Warblers can be hard to find.
First of all, they are small. Slip three in an envelope, and a single 39-cent stamp would be sufficient to cover the postage. And they are binocular-shy, possessing a special talent for disappearing among dense foliage.
Misleading names add to the challenge of seeing a warbler. The Connecticut warbler shows up in Connecticut only during fall migration. The magnolia warbler favors northern conifers. And the Tennessee warbler nests nowhere south of the Adirondacks.
The Canada warbler is a refreshing exception to this pattern of misnomers, breeding from northern British Columbia east to Nova Scotia. Although its range is not confined to Canada, the areas it occupies in the U.S. evoke the Canadian landscape. These include cool, moist forests of the Northeast and upper elevations along the Appalachian chain south to Georgia.
But Canada warbler numbers have been dropping throughout the East ever since monitoring began in 1966. The loss of forested wetlands and changes in upland habitat may be contributing to declines that are averaging 4 to 7 percent per year.
In New Hampshire and Vermont, Canada warblers start returning from their tropical wintering grounds during the second week of May. They are most abundant in red maple swamps, especially those containing a smattering of lowland softwoods. Wet forests feature four main elements that attract Canada warblers: exposed song perches, a dense shrub layer, an abundance of insect prey, and a structurally complex forest floor.

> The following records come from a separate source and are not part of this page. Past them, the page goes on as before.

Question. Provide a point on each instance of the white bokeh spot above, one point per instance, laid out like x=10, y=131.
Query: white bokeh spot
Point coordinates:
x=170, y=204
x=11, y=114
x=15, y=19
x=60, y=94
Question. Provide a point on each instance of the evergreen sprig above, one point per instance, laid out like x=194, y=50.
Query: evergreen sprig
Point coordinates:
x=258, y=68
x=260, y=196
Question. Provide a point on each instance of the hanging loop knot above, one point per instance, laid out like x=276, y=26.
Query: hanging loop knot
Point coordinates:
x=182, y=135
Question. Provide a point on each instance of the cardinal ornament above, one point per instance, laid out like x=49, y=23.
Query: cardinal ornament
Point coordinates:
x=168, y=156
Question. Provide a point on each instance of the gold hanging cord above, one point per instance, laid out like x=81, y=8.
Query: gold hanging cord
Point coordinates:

Wet-forest canopies are frequently interrupted by small openings, primarily as the result of beaver activity and the windthrow of shallow-rooted trees. These gaps in the canopy expose elevated perches from which male Canada warblers sing emphatic variations on chip-chuppety swee-ditchety. From these perches, males display their slate-gray upperparts, a bright yellow breast, and a black necklace that gets bolder with age. The female’s plumage is duller, as befits the camouflage more suited to her shrub-skulking habits.
Willows, alders, and other wetland shrubs thrive in canopy gaps, providing ample cover for foraging Canada warblers. Teeming insects ensure a reliable food supply for both adult warblers and their young, which are raised at ground level in the shelter of hollows, hummocks, woody debris, and clumps of fern and sedge.
Ongoing loss and fragmentation of forested wetlands may help explain four decades of Canada warbler decline. But changes in drier, upland forest habitat may also be underlying the observed trends. Like several other of the region’s shrub-dwelling songbirds, Canada warblers may have benefited from the temporary abundance of shrubby habitat created by mid-century farm abandonment, meaning that there may have been more warblers than normal when monitoring began in the 1960s. Vast areas of young forest have now reached middle age and no longer provide the complex understory structure that Canada warblers require.
Numerous studies link Canada warblers to shrubby, upland openings, including those formed by both natural and human disturbance. Birders accustomed to finding Canada warblers in lowland settings may be surprised to encounter them in brushy treefall gaps within old upland forests, or even in mountain forests damaged by wind, ice, or rockslide. Besides abandoned pastures, human-created habitats include regenerating logging roads and recent timber cuts. Canada warbler abundance is relatively high in logged areas 5 to 20 years following a harvest operation, especially in places where some overstory trees are retained. Elevated perches and thick underbrush are key habitat elements in harvested areas, just as they are in natural settings.
Plymouth State University researchers, working in Canaan, New Hampshire, have found that Canada warblers inhabiting regenerating harvest zones achieve levels of pairing and fledging success similar to those breeding in an adjacent, unharvested swamp. Though the rate of breeding success is similar, the wetland appears to be more productive than the upland forest overall, because small and overlapping territories enable Canada warblers to breed at a higher density in the wetland. The small size and packed configuration of wetland territories could indicate greater resource availability in some wet forests, compared to upland harvest zones.
Landowners interested in helping to stabilize Canada warbler populations can set aside streamside or lowland forests, especially mixed woods with a semi-open canopy and dense undergrowth. Large treefall gaps and partial timber cuts can provide upland alternatives, particularly when shrubs, saplings, and woody debris are generously provided. Remember, these are Canada warblers. They like their woods cool and moist, messy and buggy.
When managing bird habitat, it can be hard to balance ecological, economic, and aesthetic considerations. But those who succeed are assured rich rewards, including the opportunity to view one of the Northeast’s most handsome songbirds, perched and singing on a sunlit branch. At least until it dives back into the underbrush.